Los sindicatos UGT y CC OO han inaugurado sus nuevas sedes en Granada. Los sindicatos cambian de domicilio, firman un contrato nuevo con la luz y con el agua, clavan en las paredes recién pintadas las fotos de sus abuelos venerables y precisan una dirección moderna en el remite de las cartas que van a escribir, siempre destinadas al futuro. Una mudanza se hace con un ojo puesto en el pasado y otro ojo en el porvenir. El aire de acontecimiento que tuvieron los actos de inauguración, presididos por Cándido Méndez y José María Fidalgo, demostraron el respeto social y la utilidad cívica que ha alcanzado el sindicalismo en la vida democrática española. Propiciar un trabajo digno, seguro y con un salario justo, supone el compromiso más serio que una sociedad puede tener con los individuos. Responsabilizarse de un trabajo bien hecho supone el mejor compromiso que un individuo puede tener con la sociedad. Por eso la sede de un sindicato es el lugar donde la historia suele poner los pies en la tierra, algo muy conveniente, porque la historia, aunque se le acuse de realista, está demasiado acostumbrada a irse por los cerros de Úbeda, dominada por las quimeras de los débiles y por las fábulas de los poderosos.

La expresión ganarse la vida tiene un sentido ético, más allá de su implacable significación económica, que pertenece no sólo a los que están en la historia, sino a los que laboran, elaboran, hacen la historia. Conviene escuchar la palabra de los que se levantan todas las mañanas para trabajar. Sus conflictos y sus exigencias suponen una negociación cotidiana con la realidad y saben mejor que nadie qué se está discutiendo en cada caso y hasta dónde se puede llegar.

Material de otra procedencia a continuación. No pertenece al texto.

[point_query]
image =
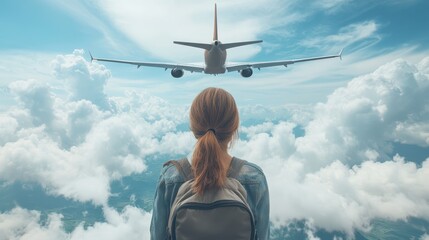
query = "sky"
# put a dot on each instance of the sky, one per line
(74, 126)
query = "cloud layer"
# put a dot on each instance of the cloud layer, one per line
(341, 167)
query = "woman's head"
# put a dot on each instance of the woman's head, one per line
(214, 121)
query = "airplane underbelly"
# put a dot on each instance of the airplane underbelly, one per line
(215, 61)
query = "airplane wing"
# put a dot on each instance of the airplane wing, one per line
(187, 67)
(259, 65)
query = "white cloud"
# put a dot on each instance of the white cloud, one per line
(85, 80)
(339, 168)
(356, 36)
(132, 223)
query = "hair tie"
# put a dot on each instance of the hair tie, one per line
(211, 129)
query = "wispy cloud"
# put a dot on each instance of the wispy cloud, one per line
(357, 35)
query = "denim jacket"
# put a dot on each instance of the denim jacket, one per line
(250, 176)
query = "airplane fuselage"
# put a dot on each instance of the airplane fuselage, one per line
(215, 59)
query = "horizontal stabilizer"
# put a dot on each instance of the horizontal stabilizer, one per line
(238, 44)
(197, 45)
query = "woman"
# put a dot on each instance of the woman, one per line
(214, 122)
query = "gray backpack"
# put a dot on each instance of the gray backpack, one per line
(219, 214)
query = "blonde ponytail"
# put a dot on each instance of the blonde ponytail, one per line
(214, 122)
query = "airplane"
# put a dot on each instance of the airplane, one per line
(215, 58)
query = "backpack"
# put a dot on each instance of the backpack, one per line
(219, 214)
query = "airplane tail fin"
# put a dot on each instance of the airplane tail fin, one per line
(215, 36)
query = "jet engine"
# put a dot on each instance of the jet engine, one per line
(247, 72)
(176, 73)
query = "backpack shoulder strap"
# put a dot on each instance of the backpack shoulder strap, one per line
(183, 167)
(236, 165)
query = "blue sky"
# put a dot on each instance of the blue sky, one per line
(371, 32)
(73, 126)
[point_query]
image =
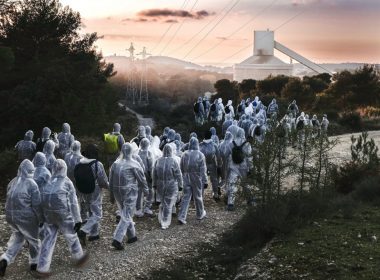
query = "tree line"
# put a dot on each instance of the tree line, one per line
(50, 73)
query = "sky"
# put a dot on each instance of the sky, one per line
(220, 32)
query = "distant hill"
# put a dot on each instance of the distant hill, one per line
(166, 65)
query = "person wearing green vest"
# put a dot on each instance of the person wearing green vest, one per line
(113, 142)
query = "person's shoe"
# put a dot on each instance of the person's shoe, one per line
(181, 222)
(33, 267)
(93, 238)
(117, 245)
(132, 240)
(203, 215)
(82, 238)
(148, 211)
(118, 218)
(3, 267)
(40, 275)
(139, 214)
(82, 261)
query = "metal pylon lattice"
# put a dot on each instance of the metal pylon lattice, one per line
(143, 94)
(131, 94)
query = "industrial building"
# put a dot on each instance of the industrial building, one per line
(263, 62)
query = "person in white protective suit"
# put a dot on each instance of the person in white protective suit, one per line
(193, 167)
(167, 179)
(178, 138)
(45, 136)
(147, 158)
(26, 148)
(226, 124)
(49, 153)
(221, 111)
(23, 214)
(213, 163)
(148, 133)
(301, 133)
(214, 111)
(272, 109)
(61, 214)
(293, 108)
(324, 125)
(186, 146)
(229, 110)
(234, 128)
(240, 109)
(225, 152)
(157, 153)
(214, 136)
(240, 164)
(91, 203)
(42, 175)
(199, 112)
(141, 134)
(125, 175)
(72, 158)
(65, 139)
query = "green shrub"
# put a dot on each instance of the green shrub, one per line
(368, 189)
(351, 120)
(345, 205)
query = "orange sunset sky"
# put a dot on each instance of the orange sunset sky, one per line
(221, 31)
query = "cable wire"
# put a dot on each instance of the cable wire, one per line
(196, 45)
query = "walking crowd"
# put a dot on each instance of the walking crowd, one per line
(59, 187)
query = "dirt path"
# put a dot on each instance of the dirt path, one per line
(155, 246)
(142, 121)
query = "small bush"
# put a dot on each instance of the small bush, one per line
(345, 205)
(347, 176)
(351, 120)
(370, 112)
(368, 189)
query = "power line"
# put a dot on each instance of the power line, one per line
(169, 27)
(179, 27)
(237, 30)
(200, 31)
(251, 44)
(196, 45)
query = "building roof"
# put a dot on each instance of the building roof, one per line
(263, 59)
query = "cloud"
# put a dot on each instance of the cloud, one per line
(164, 13)
(171, 21)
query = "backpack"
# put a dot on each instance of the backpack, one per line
(227, 109)
(281, 131)
(111, 145)
(210, 155)
(196, 108)
(213, 107)
(40, 145)
(237, 153)
(300, 125)
(204, 102)
(257, 130)
(84, 177)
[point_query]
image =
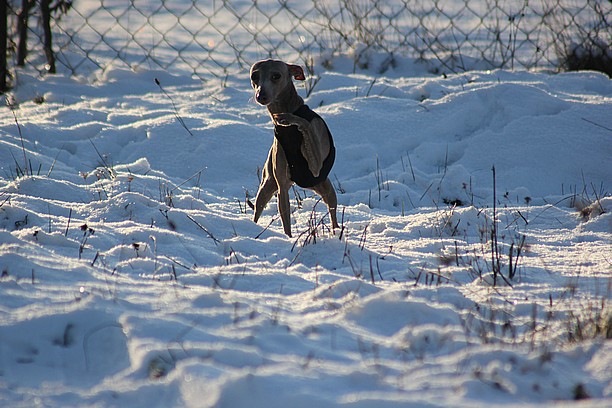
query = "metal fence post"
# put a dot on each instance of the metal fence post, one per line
(22, 29)
(46, 17)
(3, 40)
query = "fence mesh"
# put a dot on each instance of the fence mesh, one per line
(216, 38)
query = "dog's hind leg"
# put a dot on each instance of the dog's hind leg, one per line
(326, 190)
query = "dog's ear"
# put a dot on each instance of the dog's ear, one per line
(297, 72)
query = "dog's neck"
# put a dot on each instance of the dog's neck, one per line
(288, 101)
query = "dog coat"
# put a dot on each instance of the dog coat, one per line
(291, 140)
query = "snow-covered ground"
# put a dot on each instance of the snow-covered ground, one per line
(132, 274)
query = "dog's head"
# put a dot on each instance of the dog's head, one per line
(270, 77)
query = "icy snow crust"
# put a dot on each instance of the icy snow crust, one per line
(132, 274)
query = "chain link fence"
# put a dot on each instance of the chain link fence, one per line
(214, 38)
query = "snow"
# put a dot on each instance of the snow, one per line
(132, 274)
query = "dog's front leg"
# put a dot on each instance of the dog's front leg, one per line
(267, 187)
(281, 175)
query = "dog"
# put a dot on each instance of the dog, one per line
(303, 150)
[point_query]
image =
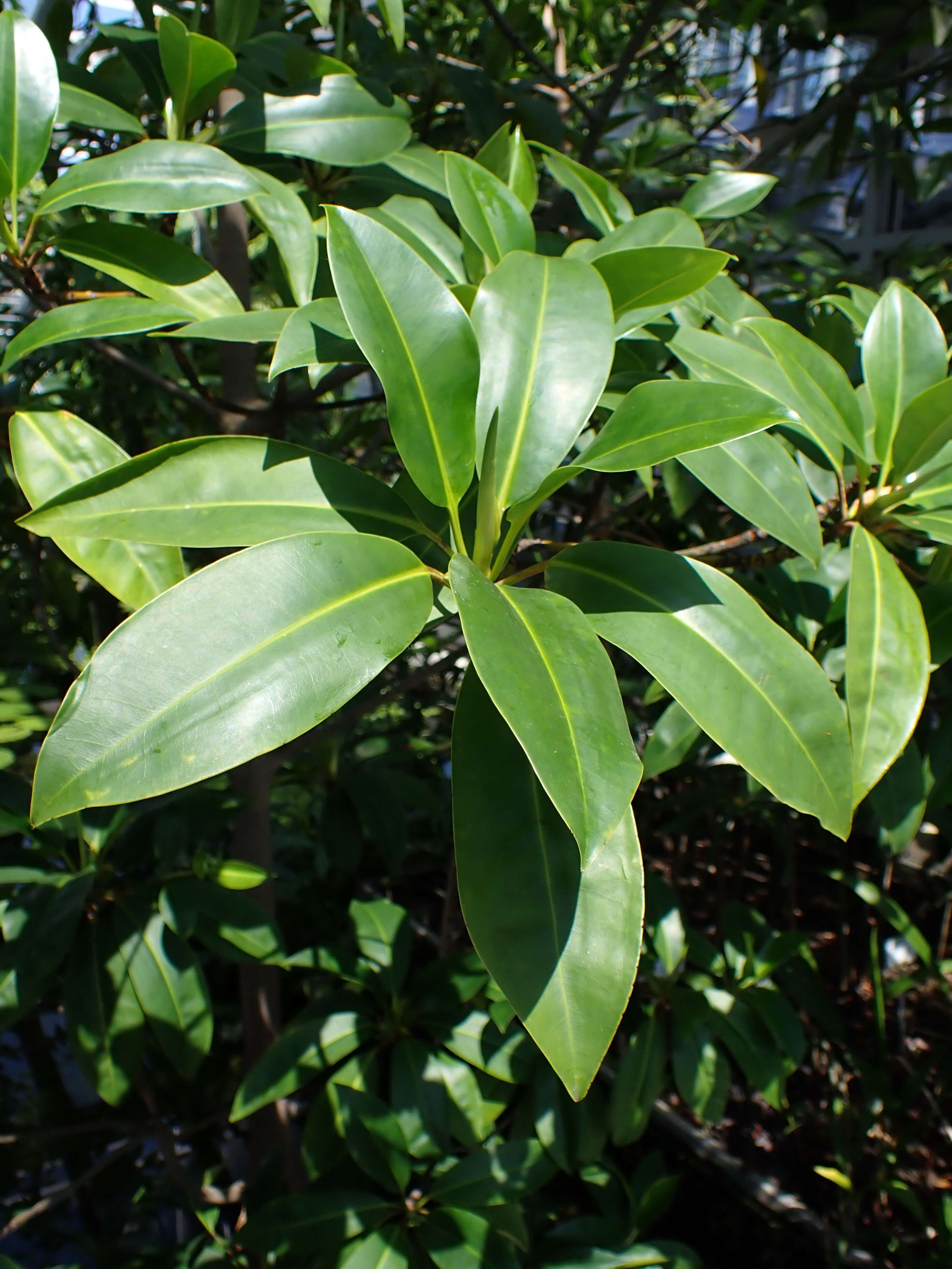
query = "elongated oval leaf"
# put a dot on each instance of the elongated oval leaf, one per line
(151, 177)
(743, 679)
(888, 660)
(92, 319)
(643, 277)
(53, 451)
(278, 638)
(546, 344)
(665, 418)
(343, 125)
(419, 342)
(553, 682)
(30, 93)
(488, 210)
(563, 943)
(904, 353)
(757, 479)
(157, 266)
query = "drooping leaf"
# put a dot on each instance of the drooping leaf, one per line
(758, 479)
(553, 682)
(888, 660)
(563, 943)
(92, 319)
(743, 679)
(54, 451)
(157, 266)
(545, 333)
(266, 632)
(904, 353)
(665, 418)
(419, 342)
(151, 177)
(342, 125)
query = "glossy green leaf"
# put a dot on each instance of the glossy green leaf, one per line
(296, 1058)
(601, 204)
(888, 660)
(904, 353)
(284, 216)
(744, 681)
(726, 193)
(925, 428)
(544, 328)
(266, 631)
(54, 451)
(318, 334)
(652, 276)
(488, 210)
(30, 93)
(151, 177)
(157, 266)
(419, 225)
(639, 1082)
(104, 1019)
(169, 985)
(195, 67)
(665, 418)
(509, 158)
(758, 479)
(342, 125)
(671, 740)
(554, 685)
(459, 1239)
(419, 342)
(562, 943)
(92, 319)
(79, 106)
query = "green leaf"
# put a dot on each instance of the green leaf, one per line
(601, 204)
(647, 277)
(419, 225)
(266, 631)
(888, 660)
(665, 418)
(562, 943)
(744, 681)
(92, 319)
(904, 353)
(53, 451)
(544, 328)
(171, 986)
(726, 193)
(284, 216)
(508, 157)
(79, 106)
(421, 343)
(313, 1223)
(458, 1239)
(554, 685)
(925, 428)
(671, 740)
(639, 1082)
(104, 1019)
(30, 93)
(151, 263)
(342, 125)
(758, 479)
(195, 67)
(151, 177)
(318, 334)
(488, 210)
(296, 1056)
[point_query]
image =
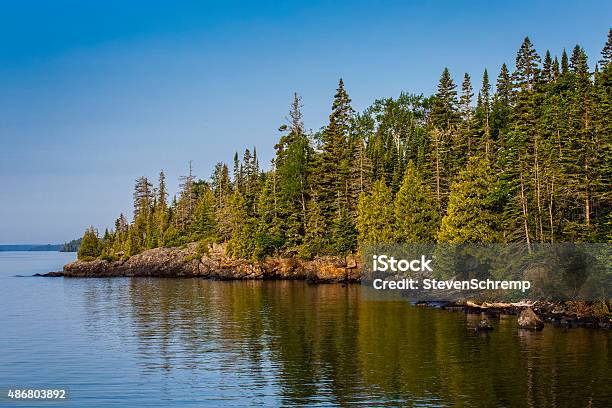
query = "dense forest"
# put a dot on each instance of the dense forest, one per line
(527, 159)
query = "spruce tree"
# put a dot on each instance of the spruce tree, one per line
(91, 247)
(469, 218)
(606, 53)
(375, 215)
(416, 218)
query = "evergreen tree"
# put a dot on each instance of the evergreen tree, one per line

Pero además de la significación social del trabajo, el respeto del que gozan los sindicatos se debe también al papel que han jugado en la historia reciente de España y en la lucha por la libertad. Parece que todo ocurrió hace un siglo, y se trata de un tiempo que todavía nos pisa los talones en las fotografías, los recuerdos personales y las caras de los amigos. La mitología democrática de la transición tiene muchos padres, casi siempre grandes nombres con vocación de señores de la patria, que se pavonean de haberse sentido liberales (por la cuenta que les traía), tolerantes, capaces de cortar sus lazos sólidos con el franquismo y de regalarle la libertad a los demás. Cuesta mucho, por el contrario, que se reconozca el papel de los trabajadores, de la gente que necesitó conquistar sus derechos uno por uno, empezando por el derecho a la vida democrática, con un ojo en los andamios y otro en las ventanas de las cárceles. José María Fidalgo, que nunca militó en el PCE y que defiende celosamente la independencia sindical, quiso reconocer en la nueva sede de CC OO la importancia histórica de una militancia comunista capaz de sacrificarse hasta la muerte en nombre de las libertades y de la dignidad de los trabajadores. A los asistentes al acto se les había repartido el libro De la clandestinidad a la legalidad. (Breve historia de las Comisiones Obreras de Granada), de Alfonso Martínez Foronda. En sus páginas podemos recordar historias que están ahí, a pocos años de distancia, porque forman parte de la vida reciente de Granada. Volverán al drama de los albañiles tiroteados en la huelga de 1970, a las palizas que Paco Portillo recibió en la comisaría, a las detenciones de Pepe Cid de la Rosa y de Emilio Cervilla, a la dignidad y la complicidad de sus mujeres. Encarcelado Emilio Cervilla, su mujer se puso a pedir limosna para alimentar a siete hijos. En su barracón de La Virgencia estaban escondidos varios millones enviados por la solidaridad obrera para mantener la huelga. Prefirió pedir limosna a coger el dinero por su cuenta.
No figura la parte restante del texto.